Is the world coming to an end?

Iain Buclaw ibuclaw at ubuntu.com
Tue Apr 5 13:10:59 PDT 2011


== Quote from Nick Sabalausky (a at a.a)'s article
> "Don" <nospam at nospam.com> wrote in message
> news:inf4hj$3mg$1 at digitalmars.com...
> > Nick Sabalausky wrote:
> >> "spir" <denis.spir at gmail.com> wrote in message
> >> news:mailman.3141.1301915290.4748.digitalmars-d at puremagic.com...
> >>> On 04/04/2011 07:26 AM, Nick Sabalausky wrote:
> >>>> As far as LDC2, LLVM's uselessness on windows is a bit of a showstopper
> >>>> for
> >>>> many people. And the LLVM project doesn't appear to be interested in
> >>>> doing
> >>>> much about it. (Note I didn't say they *aren't* interested in getting
> >>>> it
> >>>> working. That's not something I could even pretend to know. I'm just
> >>>> saying
> >>>> that, at the very least, it *looks* like they don't care.
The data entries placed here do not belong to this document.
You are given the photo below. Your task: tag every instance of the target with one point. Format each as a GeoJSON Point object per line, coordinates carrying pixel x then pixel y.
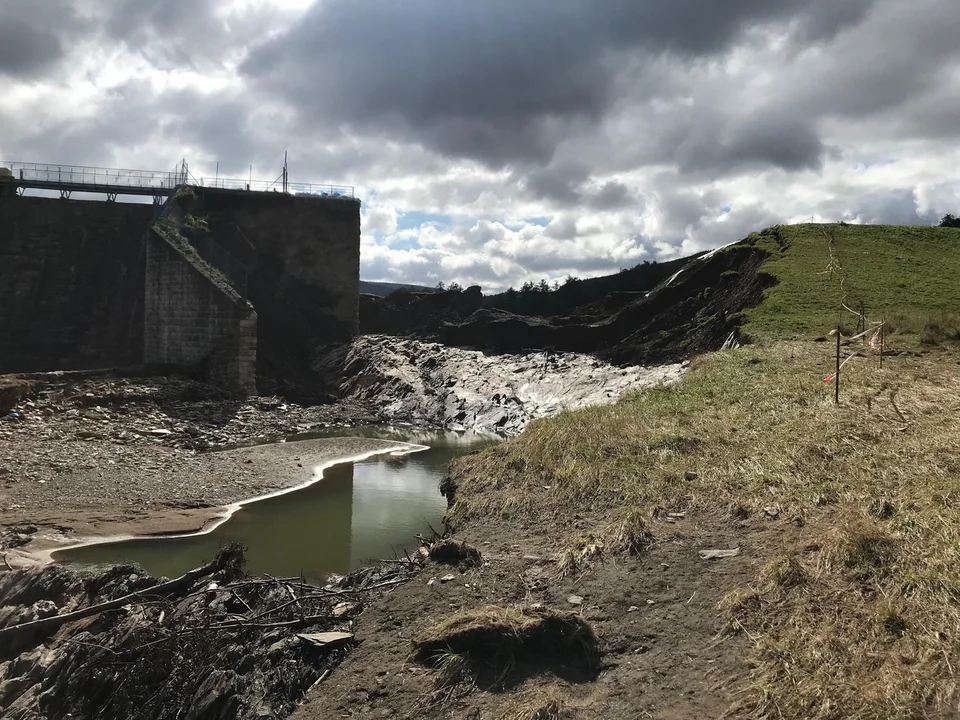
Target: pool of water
{"type": "Point", "coordinates": [357, 512]}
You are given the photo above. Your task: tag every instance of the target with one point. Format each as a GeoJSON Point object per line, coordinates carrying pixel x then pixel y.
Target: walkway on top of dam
{"type": "Point", "coordinates": [159, 184]}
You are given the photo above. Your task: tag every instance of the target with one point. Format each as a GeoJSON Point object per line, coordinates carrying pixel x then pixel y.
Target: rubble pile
{"type": "Point", "coordinates": [213, 644]}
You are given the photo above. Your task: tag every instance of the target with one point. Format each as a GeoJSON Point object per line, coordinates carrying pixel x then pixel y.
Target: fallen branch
{"type": "Point", "coordinates": [55, 622]}
{"type": "Point", "coordinates": [308, 620]}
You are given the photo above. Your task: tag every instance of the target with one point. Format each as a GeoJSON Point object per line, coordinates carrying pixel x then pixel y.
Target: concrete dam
{"type": "Point", "coordinates": [233, 286]}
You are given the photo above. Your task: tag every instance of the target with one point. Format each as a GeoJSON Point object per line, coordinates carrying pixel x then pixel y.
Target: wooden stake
{"type": "Point", "coordinates": [883, 323]}
{"type": "Point", "coordinates": [836, 377]}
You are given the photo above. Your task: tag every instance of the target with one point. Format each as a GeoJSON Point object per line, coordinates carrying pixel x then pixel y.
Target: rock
{"type": "Point", "coordinates": [717, 554]}
{"type": "Point", "coordinates": [345, 608]}
{"type": "Point", "coordinates": [326, 638]}
{"type": "Point", "coordinates": [213, 695]}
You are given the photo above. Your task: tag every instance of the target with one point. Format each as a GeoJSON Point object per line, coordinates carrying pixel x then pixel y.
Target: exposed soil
{"type": "Point", "coordinates": [663, 649]}
{"type": "Point", "coordinates": [429, 383]}
{"type": "Point", "coordinates": [693, 311]}
{"type": "Point", "coordinates": [220, 645]}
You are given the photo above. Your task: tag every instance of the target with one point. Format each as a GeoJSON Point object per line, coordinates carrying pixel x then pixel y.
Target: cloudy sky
{"type": "Point", "coordinates": [495, 141]}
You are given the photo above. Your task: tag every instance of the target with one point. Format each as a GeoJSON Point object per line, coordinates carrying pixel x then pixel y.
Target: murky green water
{"type": "Point", "coordinates": [357, 512]}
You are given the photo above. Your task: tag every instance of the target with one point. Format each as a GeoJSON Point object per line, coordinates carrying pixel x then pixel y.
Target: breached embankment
{"type": "Point", "coordinates": [427, 383]}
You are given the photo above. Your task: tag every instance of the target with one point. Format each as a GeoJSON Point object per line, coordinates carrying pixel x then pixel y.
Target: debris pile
{"type": "Point", "coordinates": [212, 643]}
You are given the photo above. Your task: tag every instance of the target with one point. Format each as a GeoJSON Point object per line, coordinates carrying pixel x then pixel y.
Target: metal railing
{"type": "Point", "coordinates": [63, 175]}
{"type": "Point", "coordinates": [100, 179]}
{"type": "Point", "coordinates": [336, 191]}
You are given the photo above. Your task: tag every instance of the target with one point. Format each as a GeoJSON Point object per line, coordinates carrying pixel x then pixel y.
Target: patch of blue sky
{"type": "Point", "coordinates": [416, 219]}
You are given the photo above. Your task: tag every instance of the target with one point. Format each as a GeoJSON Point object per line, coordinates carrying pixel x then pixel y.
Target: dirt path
{"type": "Point", "coordinates": [663, 653]}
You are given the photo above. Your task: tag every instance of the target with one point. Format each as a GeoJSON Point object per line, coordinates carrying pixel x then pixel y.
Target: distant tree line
{"type": "Point", "coordinates": [544, 298]}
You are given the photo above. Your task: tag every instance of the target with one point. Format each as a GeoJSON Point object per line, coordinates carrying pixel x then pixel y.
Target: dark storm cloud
{"type": "Point", "coordinates": [895, 207]}
{"type": "Point", "coordinates": [25, 50]}
{"type": "Point", "coordinates": [497, 82]}
{"type": "Point", "coordinates": [765, 138]}
{"type": "Point", "coordinates": [33, 36]}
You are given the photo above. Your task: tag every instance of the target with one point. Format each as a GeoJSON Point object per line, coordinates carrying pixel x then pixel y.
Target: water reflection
{"type": "Point", "coordinates": [357, 512]}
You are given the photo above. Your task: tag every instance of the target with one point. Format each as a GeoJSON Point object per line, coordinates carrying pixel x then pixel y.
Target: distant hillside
{"type": "Point", "coordinates": [909, 274]}
{"type": "Point", "coordinates": [384, 289]}
{"type": "Point", "coordinates": [575, 293]}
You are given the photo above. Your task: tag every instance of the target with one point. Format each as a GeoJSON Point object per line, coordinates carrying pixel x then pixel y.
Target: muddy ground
{"type": "Point", "coordinates": [106, 455]}
{"type": "Point", "coordinates": [100, 455]}
{"type": "Point", "coordinates": [664, 650]}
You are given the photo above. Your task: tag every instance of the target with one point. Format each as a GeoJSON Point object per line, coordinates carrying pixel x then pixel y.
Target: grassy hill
{"type": "Point", "coordinates": [909, 274]}
{"type": "Point", "coordinates": [844, 519]}
{"type": "Point", "coordinates": [383, 288]}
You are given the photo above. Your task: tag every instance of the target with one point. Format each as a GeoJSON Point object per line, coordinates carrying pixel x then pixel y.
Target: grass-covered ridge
{"type": "Point", "coordinates": [865, 625]}
{"type": "Point", "coordinates": [865, 622]}
{"type": "Point", "coordinates": [907, 273]}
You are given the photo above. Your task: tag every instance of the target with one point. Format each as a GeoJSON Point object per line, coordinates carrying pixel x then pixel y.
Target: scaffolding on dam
{"type": "Point", "coordinates": [160, 185]}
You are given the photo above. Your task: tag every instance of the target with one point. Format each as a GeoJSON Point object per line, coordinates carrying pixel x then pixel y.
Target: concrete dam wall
{"type": "Point", "coordinates": [86, 284]}
{"type": "Point", "coordinates": [71, 283]}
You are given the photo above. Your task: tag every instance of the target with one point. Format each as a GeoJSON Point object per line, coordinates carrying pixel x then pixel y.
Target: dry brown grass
{"type": "Point", "coordinates": [490, 643]}
{"type": "Point", "coordinates": [627, 534]}
{"type": "Point", "coordinates": [542, 704]}
{"type": "Point", "coordinates": [866, 627]}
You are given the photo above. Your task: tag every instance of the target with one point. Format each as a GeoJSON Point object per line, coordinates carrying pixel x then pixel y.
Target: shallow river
{"type": "Point", "coordinates": [358, 511]}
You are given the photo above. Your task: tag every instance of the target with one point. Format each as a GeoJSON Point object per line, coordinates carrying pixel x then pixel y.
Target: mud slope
{"type": "Point", "coordinates": [693, 311]}
{"type": "Point", "coordinates": [409, 380]}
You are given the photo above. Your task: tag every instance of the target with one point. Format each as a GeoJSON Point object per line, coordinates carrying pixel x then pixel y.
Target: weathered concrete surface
{"type": "Point", "coordinates": [193, 317]}
{"type": "Point", "coordinates": [302, 256]}
{"type": "Point", "coordinates": [71, 283]}
{"type": "Point", "coordinates": [429, 383]}
{"type": "Point", "coordinates": [73, 276]}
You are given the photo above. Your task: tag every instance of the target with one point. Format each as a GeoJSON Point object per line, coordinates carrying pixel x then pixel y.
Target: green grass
{"type": "Point", "coordinates": [864, 623]}
{"type": "Point", "coordinates": [868, 626]}
{"type": "Point", "coordinates": [904, 272]}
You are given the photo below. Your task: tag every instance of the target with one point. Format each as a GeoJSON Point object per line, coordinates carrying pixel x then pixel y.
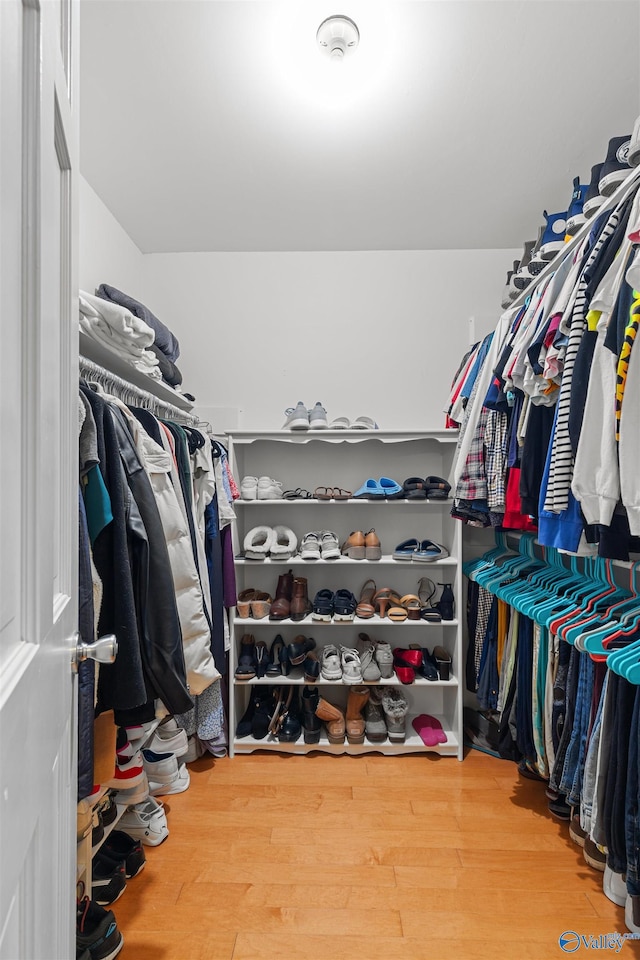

And, for
> >>>> better or
> >>>> worse, perception does count for a lot.)
> >>> Yop, too bad. Else, LLVM could be the one target of choice for many PL's
> >>> "reference" implementation. I'd like to know rationales.
> >>>
> >>
> >> AIUI, the standard explanation is that exception support on Windows
> >> requires SEH which is covered by a patent owned by Borland/Microsoft. But
> >> I have a hard time buying that explanation because non-MS compilers like
> >> GCC and DMC support exceptions on windows just fine - so why not LLVM,
> >> too?
> >
> > AFAICT, that explanation is absolute bollocks.
> >
> > SEH is *not* covered by a patent. The Borland patent that people talk
> > about refers to a particular implementation detail which is a workaround
> > for an absolutely horrific Microsoft bug.
> > The idea is to use the exception handler pointer (which is in thread-local
> > storage(TLS)) to track which exception table to use.
> > Instead of pointing to your exception handler, it points to a thunk (one
> > for each try block) which sets a pointer to the try block table, then the
> > exception handler.
> > The reason for doing this, is that you need a TLS slot to store which try
> > block you're in.
> > Unfortunately, Windows' thread local storage is hopelessly broken for
> > DLLs. The exception handler pointer is just about the only TLS slot
> > guaranteed to be available, so it allows you to escape the bug.
> >
> Interesting. (And could be another reason we need to get the DDL project up
> and running again :) )
> > Now since the idea is just a straightforward application of thunks, I
> > wonder if it really satisfies the patent requirement for non-obviousness.
> >
> > But regardless, for D, Rainer has put code into druntime which fixes the
> > bug! So actually a D implementation can use any thread-local slot.
> > <g>
> Does that mean LLVM doesn't need exception support on Windows in order for
> LDC to support exceptions on windows?

I would have thought it would still need to implement the EH tables in the same
way that the runtime code in Druntime/Phobos expects it to be. But I wouldn't know
just how tied to the LLVM backend LDC is with exceptions.